É difícil uma discussão política, especialmente se ela ocorrer na Internet, ser feita de modo trankilis, civilizado, sem desqualificações pessoais. Muitos pensam que se a discordância é profunda (por exemplo, entre um liberal e um bolsonarista), isso somente pode ser explicado por uma das partes ser ou um ignorante ou um canalha, ou seja, ou por uma das partes ter um cérebro malnutrido ou por ser uma pessoa mal-intencionada (isso valeria para um debate entre esquerdista e bolsonarista, entre esquerdista e liberal e tantos outros).
De minha parte, tendo sempre a pensar que as pelejas envolvem alguma desnutrição mental (por exemplo, um carinha joga mal o jogo das boas definições, não é muito arguto na aplicação dos princípios, presta pouca atenção ao que lê e assim por diante). Acho desagradável pensar que as pessoas digladiam-se por divergências de opiniões a partir de intenções moralmente corrompidas, a partir de alguma canalhice vagabundinha.

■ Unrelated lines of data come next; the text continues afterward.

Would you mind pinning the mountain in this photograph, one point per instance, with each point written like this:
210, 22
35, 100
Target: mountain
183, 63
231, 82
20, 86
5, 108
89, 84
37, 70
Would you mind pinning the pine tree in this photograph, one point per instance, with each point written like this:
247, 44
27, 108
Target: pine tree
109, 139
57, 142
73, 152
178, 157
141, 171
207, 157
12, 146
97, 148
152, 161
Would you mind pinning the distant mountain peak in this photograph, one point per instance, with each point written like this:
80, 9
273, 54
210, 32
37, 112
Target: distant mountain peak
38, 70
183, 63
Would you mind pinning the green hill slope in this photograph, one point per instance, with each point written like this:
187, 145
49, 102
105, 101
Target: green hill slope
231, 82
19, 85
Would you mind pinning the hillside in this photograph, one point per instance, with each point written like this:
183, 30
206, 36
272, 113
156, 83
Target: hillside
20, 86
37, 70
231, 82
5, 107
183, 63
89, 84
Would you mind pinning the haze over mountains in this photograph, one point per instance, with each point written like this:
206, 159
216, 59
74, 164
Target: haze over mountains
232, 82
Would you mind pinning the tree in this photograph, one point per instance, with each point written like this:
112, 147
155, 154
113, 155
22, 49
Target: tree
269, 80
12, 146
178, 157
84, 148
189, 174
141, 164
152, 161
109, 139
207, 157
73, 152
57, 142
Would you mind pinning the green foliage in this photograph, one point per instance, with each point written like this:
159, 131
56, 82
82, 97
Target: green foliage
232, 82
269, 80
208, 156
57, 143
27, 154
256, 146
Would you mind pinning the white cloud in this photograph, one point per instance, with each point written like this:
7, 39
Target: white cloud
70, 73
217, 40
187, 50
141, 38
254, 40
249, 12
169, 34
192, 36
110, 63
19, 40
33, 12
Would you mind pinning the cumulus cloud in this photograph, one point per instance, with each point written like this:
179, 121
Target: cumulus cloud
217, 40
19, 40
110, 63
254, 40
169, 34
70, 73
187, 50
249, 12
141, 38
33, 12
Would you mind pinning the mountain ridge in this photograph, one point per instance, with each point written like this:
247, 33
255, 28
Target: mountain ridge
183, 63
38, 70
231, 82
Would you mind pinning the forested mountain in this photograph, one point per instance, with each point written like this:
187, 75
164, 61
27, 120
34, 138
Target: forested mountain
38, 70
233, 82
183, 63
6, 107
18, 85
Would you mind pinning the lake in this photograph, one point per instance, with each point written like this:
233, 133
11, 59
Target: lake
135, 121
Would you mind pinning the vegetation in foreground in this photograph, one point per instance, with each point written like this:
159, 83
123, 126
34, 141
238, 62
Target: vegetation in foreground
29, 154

A tese socrático-platônica de que o mal provém da ignorância é atraente. Parece que o nazareno também curtia essa posição. Ele diz à turba que torcia pela sua condenação: “Pai, perdoa-lhes, pois eles não sabem o que fazem” (adoro essa frase). Provavelmente Jesus estava sugerindo que, se soubessem o que estavam fazendo, não mereceriam perdão.

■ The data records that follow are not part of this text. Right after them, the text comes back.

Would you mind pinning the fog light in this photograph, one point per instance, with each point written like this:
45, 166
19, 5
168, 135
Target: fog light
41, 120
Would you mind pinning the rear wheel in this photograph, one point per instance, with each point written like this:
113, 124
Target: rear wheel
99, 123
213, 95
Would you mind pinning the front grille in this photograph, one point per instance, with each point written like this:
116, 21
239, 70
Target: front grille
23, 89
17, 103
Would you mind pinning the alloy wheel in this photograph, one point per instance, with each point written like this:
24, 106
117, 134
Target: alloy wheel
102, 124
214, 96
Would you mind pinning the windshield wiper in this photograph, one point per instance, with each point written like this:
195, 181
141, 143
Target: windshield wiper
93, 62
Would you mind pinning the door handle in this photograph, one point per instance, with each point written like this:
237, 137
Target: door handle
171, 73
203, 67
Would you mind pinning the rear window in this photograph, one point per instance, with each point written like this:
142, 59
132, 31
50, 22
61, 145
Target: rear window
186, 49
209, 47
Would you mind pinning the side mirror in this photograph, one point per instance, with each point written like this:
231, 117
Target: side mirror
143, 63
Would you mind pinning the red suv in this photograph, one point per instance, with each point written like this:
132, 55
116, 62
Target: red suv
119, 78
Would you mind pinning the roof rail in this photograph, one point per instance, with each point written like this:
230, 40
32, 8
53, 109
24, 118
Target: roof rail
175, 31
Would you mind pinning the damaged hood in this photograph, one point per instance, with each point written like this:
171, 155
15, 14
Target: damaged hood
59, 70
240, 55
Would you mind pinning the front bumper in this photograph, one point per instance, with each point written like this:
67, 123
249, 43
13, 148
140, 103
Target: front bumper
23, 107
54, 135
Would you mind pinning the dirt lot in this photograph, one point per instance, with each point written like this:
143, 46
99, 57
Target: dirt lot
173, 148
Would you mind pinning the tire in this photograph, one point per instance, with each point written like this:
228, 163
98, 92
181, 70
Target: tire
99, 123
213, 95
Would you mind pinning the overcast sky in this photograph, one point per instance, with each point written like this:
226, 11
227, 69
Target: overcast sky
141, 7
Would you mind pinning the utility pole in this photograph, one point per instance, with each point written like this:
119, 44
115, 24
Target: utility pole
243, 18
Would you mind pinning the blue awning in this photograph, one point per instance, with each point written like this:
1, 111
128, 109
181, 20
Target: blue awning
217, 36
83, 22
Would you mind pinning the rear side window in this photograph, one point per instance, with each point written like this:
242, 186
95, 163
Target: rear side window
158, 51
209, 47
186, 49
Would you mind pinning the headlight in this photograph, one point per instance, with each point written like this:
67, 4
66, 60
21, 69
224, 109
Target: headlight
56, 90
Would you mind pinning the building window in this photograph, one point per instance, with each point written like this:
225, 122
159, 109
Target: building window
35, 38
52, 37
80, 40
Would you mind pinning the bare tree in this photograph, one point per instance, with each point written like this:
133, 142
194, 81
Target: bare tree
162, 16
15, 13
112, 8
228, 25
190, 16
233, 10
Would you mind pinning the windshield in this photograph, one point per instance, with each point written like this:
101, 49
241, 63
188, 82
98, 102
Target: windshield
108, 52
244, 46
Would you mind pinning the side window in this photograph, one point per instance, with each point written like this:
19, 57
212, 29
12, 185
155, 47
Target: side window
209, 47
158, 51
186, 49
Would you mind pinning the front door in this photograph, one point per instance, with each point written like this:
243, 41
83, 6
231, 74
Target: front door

Teria um efeito benfazejo admitir que o opositor num debate não é um sujeitinho perverso, não é um cara que quer apenas a vitória retórica, que não deseja nada além dos aplausos da plateia, não dando importância ao fato de que isso pode implicar o uso de estratagemas imorais (como caluniar, difamar, injuriar, mentir, mentir, mentir e também, claro, fazer de vez em quando algumas insinuaçõezinhas vagabundas). Seria tão legal se as pessoas apenas errassem por algum descuido com a lógica, com as sutilezas de um texto. Digo “seria legal”, mas na realidade acredito mesmo que é isso que ocorre na maioria das vezes.

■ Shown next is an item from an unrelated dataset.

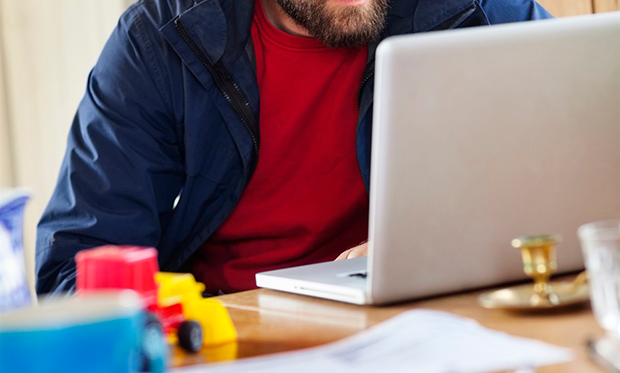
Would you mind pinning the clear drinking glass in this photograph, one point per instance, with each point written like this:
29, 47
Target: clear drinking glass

Em geral, somos bons, amamos a verdade e apenas erramos porque nos falta alguma informação, algum conhecimento, alguma penetração maior nos assuntos. Por vezes, acontece apenas que não conseguimos suportar as dubiedades de um discurso (ou não conseguimos lidar com o fato banal de que os outros nos consideram imbecis presunçosos, ridículos e equivocados). Quem sabe o indivíduo fique mais propenso à testilha porque aconteceu algo ruim no dia (talvez eu esteja melindrado por outras razões e não pelo que você disse ou porque não gosto muito do teu nariz, que é um pouco torto). A mim pelo menos faz um bem danado pensar que, no âmago, as pessoas são legais (não todas claro, mas a maioria delas). De fato, às vezes, as pessoas comportam-se mal num debate apenas porque estão passando por fases difíceis da vida, fases que as conduzem à incompreensão de coisas simples (coisas como: se a=b e b=c, então a=c). Em alguns casos, trata-se apenas de imaturidade biográfica, de virgindade existencial da pessoa, da vaidade besta da pobre criatura.
Por isso, é reconfortante o sentimento de empatia, de que somos iguais, intelectualmente limitados e moralmente frágeis. A tolerância viceja com esses adubos emotivos. Os seres humanos são lindos (claro, claro, também são feios, mas são muito menos feios do que pensamos).